Notwithstanding the provisions of any general statute, regulation
or grant of authority to the contrary, no filing fee or statement
required under the provisions of this chapter shall be waived,
refunded, reduced or withheld from use, by the state pursuant to any
contract, stipulated settlement, consent order, administrative
directive or by any other means except as provided in this chapter or
by order of a court of competent jurisdiction made upon proof of
economic hardship and a finding that such settlement, consent order,
directive or other action is in the public interest.
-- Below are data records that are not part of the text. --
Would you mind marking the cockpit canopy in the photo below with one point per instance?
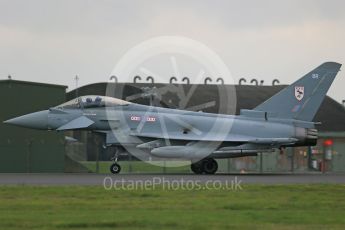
(92, 101)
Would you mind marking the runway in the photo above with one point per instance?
(100, 179)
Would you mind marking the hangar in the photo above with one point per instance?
(318, 158)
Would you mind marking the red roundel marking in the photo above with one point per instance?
(135, 118)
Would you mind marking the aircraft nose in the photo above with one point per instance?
(37, 120)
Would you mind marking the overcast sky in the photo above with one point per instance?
(52, 41)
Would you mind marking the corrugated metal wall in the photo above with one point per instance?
(26, 150)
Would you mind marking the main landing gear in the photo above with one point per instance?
(115, 168)
(205, 166)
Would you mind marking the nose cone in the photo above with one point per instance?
(37, 120)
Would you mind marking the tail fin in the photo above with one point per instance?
(302, 99)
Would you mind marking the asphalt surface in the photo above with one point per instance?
(101, 179)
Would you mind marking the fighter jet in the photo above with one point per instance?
(284, 120)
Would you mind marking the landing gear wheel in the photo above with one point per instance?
(209, 166)
(196, 168)
(115, 168)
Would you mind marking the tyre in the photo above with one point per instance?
(196, 168)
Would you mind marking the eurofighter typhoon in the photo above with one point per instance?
(284, 120)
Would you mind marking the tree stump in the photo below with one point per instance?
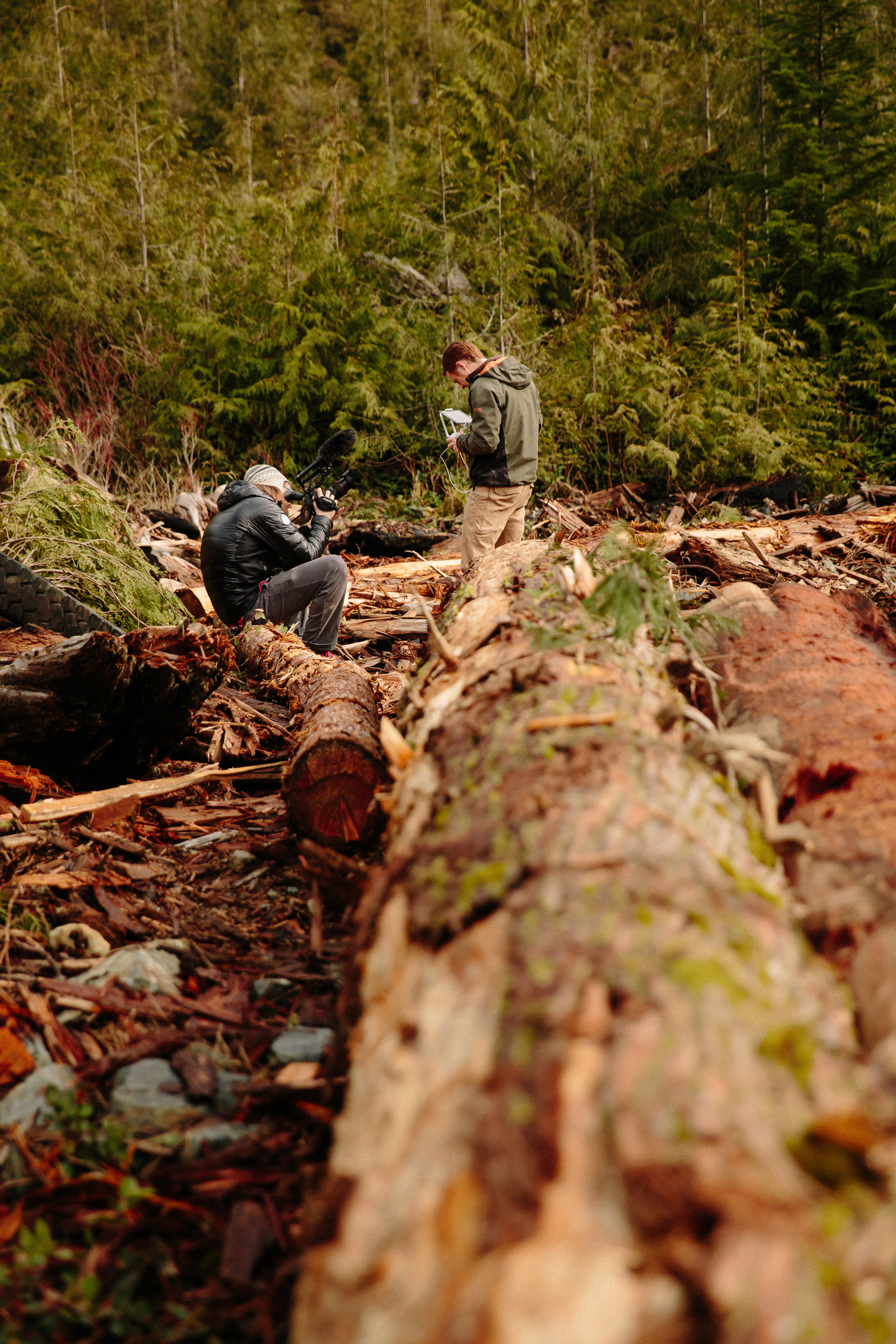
(100, 709)
(331, 783)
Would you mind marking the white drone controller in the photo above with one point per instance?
(453, 421)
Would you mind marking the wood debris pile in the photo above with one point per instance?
(604, 1077)
(172, 975)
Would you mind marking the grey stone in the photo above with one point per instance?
(37, 1049)
(149, 969)
(303, 1043)
(229, 1097)
(874, 986)
(215, 1135)
(29, 1100)
(140, 1092)
(271, 988)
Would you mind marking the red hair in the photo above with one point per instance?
(458, 350)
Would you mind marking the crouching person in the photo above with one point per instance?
(254, 558)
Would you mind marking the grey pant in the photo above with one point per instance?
(309, 599)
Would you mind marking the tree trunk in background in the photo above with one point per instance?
(840, 742)
(339, 767)
(596, 1062)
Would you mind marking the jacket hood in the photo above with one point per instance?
(510, 371)
(235, 492)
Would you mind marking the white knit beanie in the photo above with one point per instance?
(265, 475)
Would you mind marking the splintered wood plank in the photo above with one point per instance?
(56, 811)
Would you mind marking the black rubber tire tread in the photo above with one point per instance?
(29, 600)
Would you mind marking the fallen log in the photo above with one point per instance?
(100, 707)
(57, 810)
(339, 765)
(816, 678)
(597, 1073)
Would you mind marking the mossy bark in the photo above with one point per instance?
(97, 710)
(590, 1041)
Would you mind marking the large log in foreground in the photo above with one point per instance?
(600, 1091)
(99, 709)
(331, 783)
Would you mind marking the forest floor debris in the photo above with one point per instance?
(168, 1115)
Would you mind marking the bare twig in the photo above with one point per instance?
(438, 639)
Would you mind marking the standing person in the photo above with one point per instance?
(501, 445)
(253, 558)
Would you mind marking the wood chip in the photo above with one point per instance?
(571, 721)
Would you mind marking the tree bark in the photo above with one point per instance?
(813, 675)
(331, 783)
(99, 709)
(596, 1068)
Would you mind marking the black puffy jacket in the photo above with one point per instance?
(249, 541)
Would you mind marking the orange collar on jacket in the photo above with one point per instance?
(485, 367)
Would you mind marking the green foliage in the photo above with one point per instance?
(698, 264)
(81, 542)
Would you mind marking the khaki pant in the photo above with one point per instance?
(494, 516)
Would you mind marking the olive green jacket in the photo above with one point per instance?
(503, 444)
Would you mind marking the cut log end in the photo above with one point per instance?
(336, 811)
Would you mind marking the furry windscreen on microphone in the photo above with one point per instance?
(338, 445)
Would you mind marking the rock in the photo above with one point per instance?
(271, 988)
(37, 1049)
(80, 940)
(874, 984)
(211, 1136)
(303, 1043)
(151, 1095)
(152, 969)
(29, 1100)
(198, 1074)
(229, 1096)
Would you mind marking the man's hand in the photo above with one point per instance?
(325, 513)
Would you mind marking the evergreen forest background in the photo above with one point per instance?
(682, 215)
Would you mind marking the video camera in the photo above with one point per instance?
(320, 470)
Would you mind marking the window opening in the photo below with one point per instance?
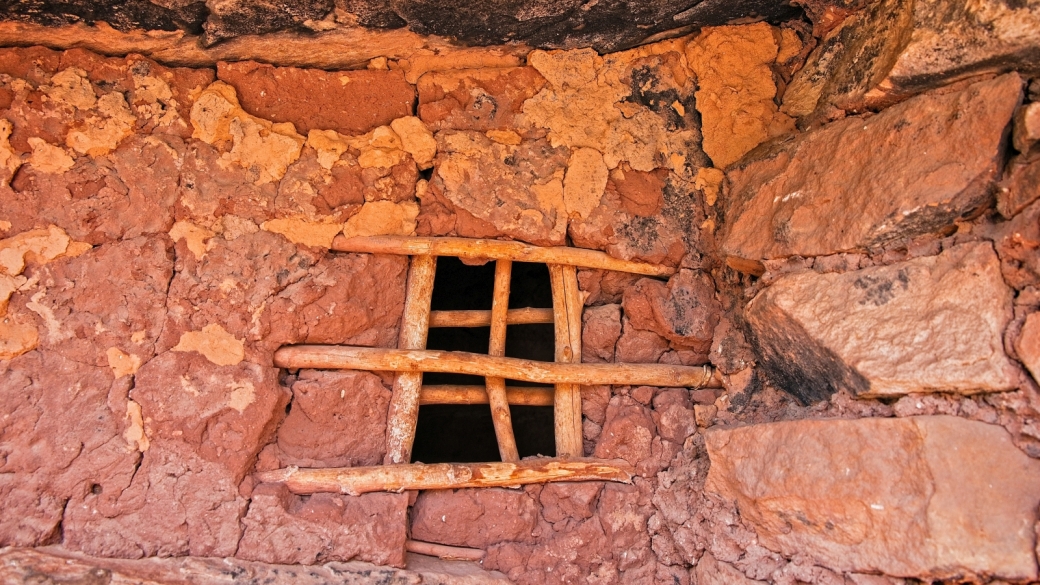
(447, 433)
(412, 358)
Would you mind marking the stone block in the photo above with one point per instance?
(931, 324)
(926, 497)
(859, 183)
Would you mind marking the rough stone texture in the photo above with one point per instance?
(852, 58)
(600, 330)
(1017, 243)
(56, 443)
(338, 420)
(933, 158)
(58, 565)
(932, 497)
(1028, 345)
(351, 102)
(684, 311)
(605, 26)
(1019, 185)
(479, 99)
(286, 529)
(954, 41)
(735, 90)
(863, 331)
(205, 425)
(475, 517)
(495, 189)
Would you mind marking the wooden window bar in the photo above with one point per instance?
(412, 359)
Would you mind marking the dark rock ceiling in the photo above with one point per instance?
(605, 25)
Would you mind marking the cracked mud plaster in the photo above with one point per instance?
(594, 102)
(316, 234)
(735, 90)
(263, 148)
(383, 218)
(214, 342)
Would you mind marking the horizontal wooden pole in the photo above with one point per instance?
(494, 250)
(516, 396)
(378, 359)
(483, 319)
(443, 551)
(397, 478)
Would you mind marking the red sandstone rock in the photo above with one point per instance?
(495, 189)
(351, 102)
(61, 435)
(864, 331)
(629, 433)
(1019, 185)
(600, 329)
(476, 99)
(623, 227)
(684, 311)
(338, 420)
(82, 316)
(1028, 345)
(932, 160)
(475, 517)
(287, 529)
(1017, 243)
(933, 497)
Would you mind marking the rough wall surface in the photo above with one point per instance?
(165, 229)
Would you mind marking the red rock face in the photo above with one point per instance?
(348, 102)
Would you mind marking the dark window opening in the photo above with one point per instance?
(465, 433)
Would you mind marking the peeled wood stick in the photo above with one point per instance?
(378, 359)
(517, 396)
(404, 412)
(496, 347)
(355, 481)
(494, 250)
(526, 315)
(443, 551)
(567, 411)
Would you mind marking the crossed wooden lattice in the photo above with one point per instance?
(411, 359)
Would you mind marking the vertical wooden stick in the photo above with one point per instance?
(404, 411)
(496, 347)
(567, 403)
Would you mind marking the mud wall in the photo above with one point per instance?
(857, 258)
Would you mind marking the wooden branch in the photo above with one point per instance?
(496, 347)
(526, 315)
(404, 412)
(517, 396)
(355, 481)
(443, 551)
(494, 250)
(567, 411)
(378, 359)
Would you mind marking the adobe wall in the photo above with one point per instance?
(856, 246)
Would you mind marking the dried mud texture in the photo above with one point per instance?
(338, 420)
(495, 189)
(477, 99)
(735, 90)
(933, 159)
(349, 102)
(933, 497)
(861, 330)
(634, 106)
(286, 529)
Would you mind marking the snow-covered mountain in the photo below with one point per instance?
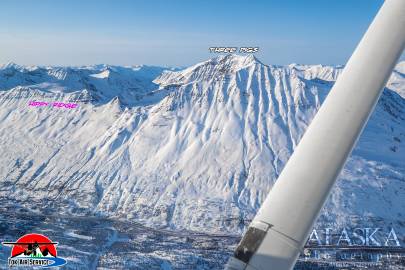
(195, 149)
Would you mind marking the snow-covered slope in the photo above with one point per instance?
(194, 149)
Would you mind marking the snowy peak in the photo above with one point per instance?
(213, 69)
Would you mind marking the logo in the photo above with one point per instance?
(34, 250)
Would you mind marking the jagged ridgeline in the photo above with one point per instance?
(197, 148)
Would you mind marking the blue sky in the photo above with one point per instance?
(179, 32)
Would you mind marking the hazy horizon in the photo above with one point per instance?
(179, 33)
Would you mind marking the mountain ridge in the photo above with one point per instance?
(194, 149)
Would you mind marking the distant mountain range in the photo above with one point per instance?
(191, 149)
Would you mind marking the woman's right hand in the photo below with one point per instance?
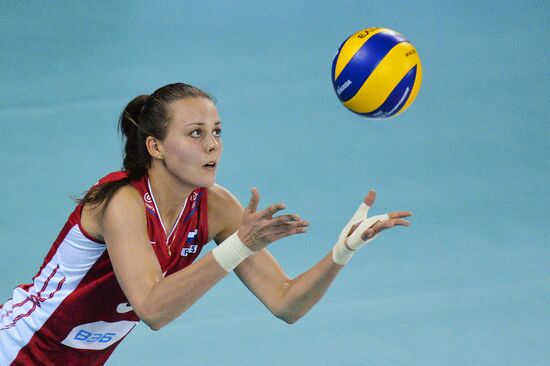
(260, 228)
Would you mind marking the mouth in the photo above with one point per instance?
(211, 165)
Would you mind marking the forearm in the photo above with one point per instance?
(174, 294)
(304, 291)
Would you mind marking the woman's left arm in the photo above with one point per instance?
(291, 298)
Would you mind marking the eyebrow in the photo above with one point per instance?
(202, 123)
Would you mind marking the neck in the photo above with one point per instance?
(169, 194)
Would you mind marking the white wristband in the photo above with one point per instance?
(231, 252)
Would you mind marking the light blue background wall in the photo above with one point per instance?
(467, 284)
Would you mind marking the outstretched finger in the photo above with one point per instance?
(370, 198)
(400, 214)
(284, 219)
(254, 201)
(380, 226)
(272, 210)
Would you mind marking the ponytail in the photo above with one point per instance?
(144, 116)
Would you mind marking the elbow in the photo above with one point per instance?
(288, 317)
(150, 318)
(152, 324)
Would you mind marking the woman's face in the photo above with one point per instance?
(192, 147)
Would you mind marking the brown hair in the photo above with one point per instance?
(145, 115)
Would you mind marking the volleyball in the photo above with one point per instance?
(376, 73)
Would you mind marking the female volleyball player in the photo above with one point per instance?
(127, 253)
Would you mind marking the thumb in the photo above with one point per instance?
(254, 200)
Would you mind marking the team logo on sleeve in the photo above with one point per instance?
(149, 203)
(190, 247)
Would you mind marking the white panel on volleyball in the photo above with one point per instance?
(27, 311)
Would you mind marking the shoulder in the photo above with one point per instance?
(125, 202)
(224, 213)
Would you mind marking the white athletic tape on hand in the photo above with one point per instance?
(231, 252)
(340, 252)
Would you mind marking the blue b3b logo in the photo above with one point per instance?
(83, 335)
(98, 335)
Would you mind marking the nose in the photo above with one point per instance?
(212, 143)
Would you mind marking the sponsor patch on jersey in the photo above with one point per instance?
(98, 335)
(194, 196)
(190, 247)
(124, 308)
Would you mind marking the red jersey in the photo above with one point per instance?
(74, 312)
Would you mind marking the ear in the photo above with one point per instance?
(154, 147)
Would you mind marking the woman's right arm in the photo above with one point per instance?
(157, 300)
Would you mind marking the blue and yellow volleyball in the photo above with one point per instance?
(376, 73)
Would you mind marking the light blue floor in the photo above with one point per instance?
(467, 284)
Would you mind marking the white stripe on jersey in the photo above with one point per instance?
(27, 311)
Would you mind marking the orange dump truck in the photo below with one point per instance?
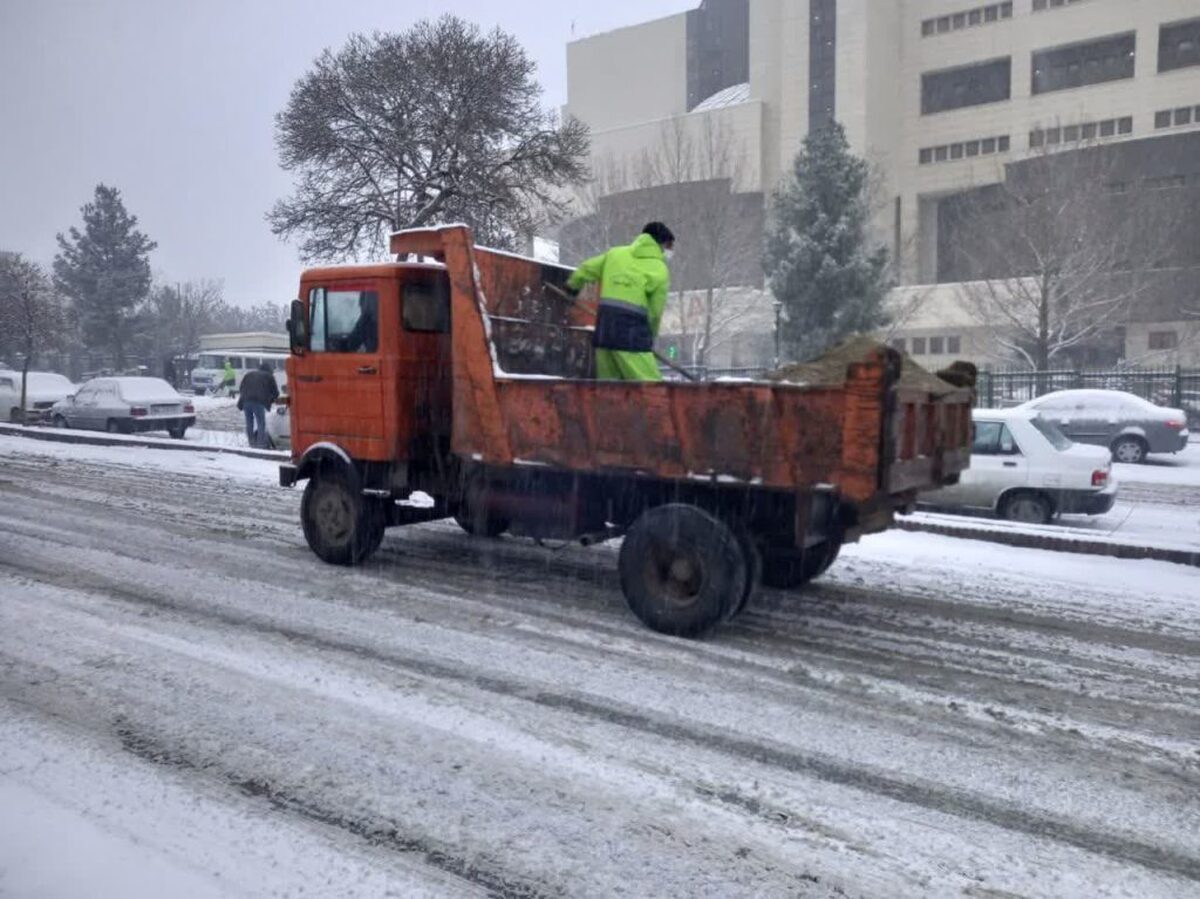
(466, 378)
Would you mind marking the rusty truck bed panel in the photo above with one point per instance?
(865, 436)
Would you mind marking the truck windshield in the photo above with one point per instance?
(1051, 432)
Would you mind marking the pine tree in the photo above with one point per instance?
(821, 267)
(105, 271)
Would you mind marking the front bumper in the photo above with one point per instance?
(166, 423)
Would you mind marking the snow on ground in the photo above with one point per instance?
(214, 465)
(190, 688)
(1137, 523)
(1181, 468)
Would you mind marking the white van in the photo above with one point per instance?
(209, 371)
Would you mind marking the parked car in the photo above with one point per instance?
(1024, 468)
(126, 405)
(279, 426)
(1128, 425)
(45, 389)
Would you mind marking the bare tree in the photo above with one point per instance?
(177, 316)
(439, 123)
(30, 311)
(1057, 256)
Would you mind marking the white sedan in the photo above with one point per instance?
(1024, 468)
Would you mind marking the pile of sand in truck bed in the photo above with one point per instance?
(831, 369)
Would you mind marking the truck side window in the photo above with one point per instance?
(343, 321)
(426, 305)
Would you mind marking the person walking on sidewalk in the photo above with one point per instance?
(256, 396)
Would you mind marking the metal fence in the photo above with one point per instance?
(1177, 388)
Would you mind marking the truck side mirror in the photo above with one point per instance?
(298, 328)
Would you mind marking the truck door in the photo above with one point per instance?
(339, 391)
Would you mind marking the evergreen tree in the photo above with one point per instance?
(105, 271)
(820, 264)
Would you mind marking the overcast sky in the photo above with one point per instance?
(173, 102)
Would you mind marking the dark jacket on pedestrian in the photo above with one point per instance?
(258, 387)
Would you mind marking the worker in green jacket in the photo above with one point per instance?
(634, 285)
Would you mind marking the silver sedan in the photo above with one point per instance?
(125, 406)
(1128, 425)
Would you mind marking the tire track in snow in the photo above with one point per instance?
(927, 795)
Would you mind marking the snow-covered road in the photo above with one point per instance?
(202, 708)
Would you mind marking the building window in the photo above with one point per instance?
(969, 85)
(1179, 46)
(822, 63)
(967, 149)
(1164, 340)
(1081, 64)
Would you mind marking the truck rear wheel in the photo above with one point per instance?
(789, 569)
(340, 526)
(683, 571)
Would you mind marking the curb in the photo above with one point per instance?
(1057, 544)
(54, 436)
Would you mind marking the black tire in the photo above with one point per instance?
(340, 525)
(754, 569)
(789, 569)
(1027, 507)
(683, 571)
(1131, 450)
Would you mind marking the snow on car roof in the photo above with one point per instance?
(144, 388)
(1002, 414)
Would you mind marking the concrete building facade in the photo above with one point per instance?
(940, 96)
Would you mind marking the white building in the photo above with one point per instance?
(939, 95)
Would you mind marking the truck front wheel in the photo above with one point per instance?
(340, 526)
(683, 571)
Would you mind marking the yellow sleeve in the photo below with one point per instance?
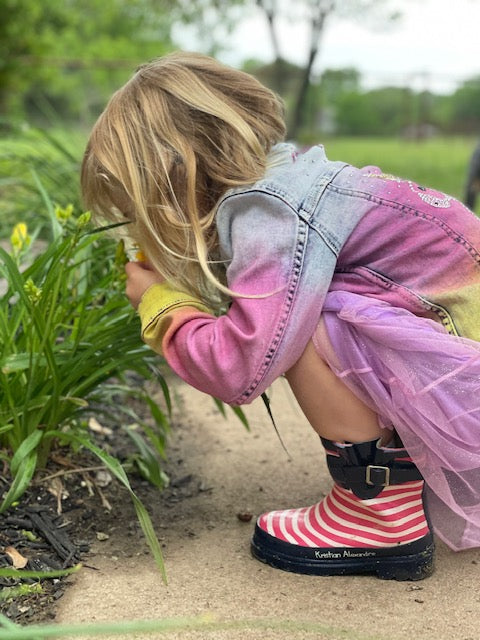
(157, 308)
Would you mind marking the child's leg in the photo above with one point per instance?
(331, 408)
(373, 520)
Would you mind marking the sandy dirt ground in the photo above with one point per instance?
(220, 470)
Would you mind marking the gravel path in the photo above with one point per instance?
(222, 474)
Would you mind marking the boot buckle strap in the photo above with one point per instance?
(377, 475)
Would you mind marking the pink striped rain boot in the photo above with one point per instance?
(372, 521)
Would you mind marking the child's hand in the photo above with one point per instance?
(140, 276)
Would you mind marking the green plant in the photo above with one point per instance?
(68, 341)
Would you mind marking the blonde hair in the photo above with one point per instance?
(181, 132)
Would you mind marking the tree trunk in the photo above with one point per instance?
(318, 22)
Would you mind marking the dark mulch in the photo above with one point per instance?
(53, 527)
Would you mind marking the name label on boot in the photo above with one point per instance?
(346, 553)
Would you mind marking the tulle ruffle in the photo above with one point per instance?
(426, 384)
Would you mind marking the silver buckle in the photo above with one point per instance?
(386, 471)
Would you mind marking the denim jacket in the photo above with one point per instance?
(281, 238)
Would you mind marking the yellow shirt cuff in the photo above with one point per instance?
(155, 308)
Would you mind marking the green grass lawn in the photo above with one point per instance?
(440, 163)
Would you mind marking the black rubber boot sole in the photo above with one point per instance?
(412, 561)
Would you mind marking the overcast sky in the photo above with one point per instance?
(435, 46)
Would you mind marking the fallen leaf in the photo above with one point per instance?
(18, 561)
(94, 425)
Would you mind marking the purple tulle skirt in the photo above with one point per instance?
(423, 382)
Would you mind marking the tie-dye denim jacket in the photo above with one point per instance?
(280, 237)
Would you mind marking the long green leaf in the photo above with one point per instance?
(21, 481)
(117, 470)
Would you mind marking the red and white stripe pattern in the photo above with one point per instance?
(396, 516)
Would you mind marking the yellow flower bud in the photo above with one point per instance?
(20, 238)
(65, 214)
(33, 292)
(83, 219)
(P.A. 85-331, S. 5, 6.) Cited. 203 C. 63, 73. Cited. 209 C. 579,
585. Cited. 212 C. 83, 84, 8893, 97, 99. Lemon Law II cited. Id.
Cited. 218 C. 646, 659, 660. Lemon Law II cited. Id.
Sec. 42-186. Action brought by lessee against manufacturer.
Lessee to notify lessor. Lessor authorized to petition to be made a
party to proceeding.
In any action by a consumer who is a lessee against the
manufacturer of a motor vehicle, or the manufacturer's agent or
authorized dealer, based upon the alleged breach of an express or
implied warranty made in connection with the lease of such motor
vehicle pursuant to section 42-179, the lessee shall, at the time of
the service of process upon such manufacturer, manufacturer's agent or
authorized dealer, notify the lessor of such motor vehicle of such
action by registered or certified mail, return receipt requested, and
such lessor may petition the court to be made a party to the
proceedings.
(P.A. 87-342, S. 4, 5.)
Secs. 42-187 to 42-199. Reserved for future use.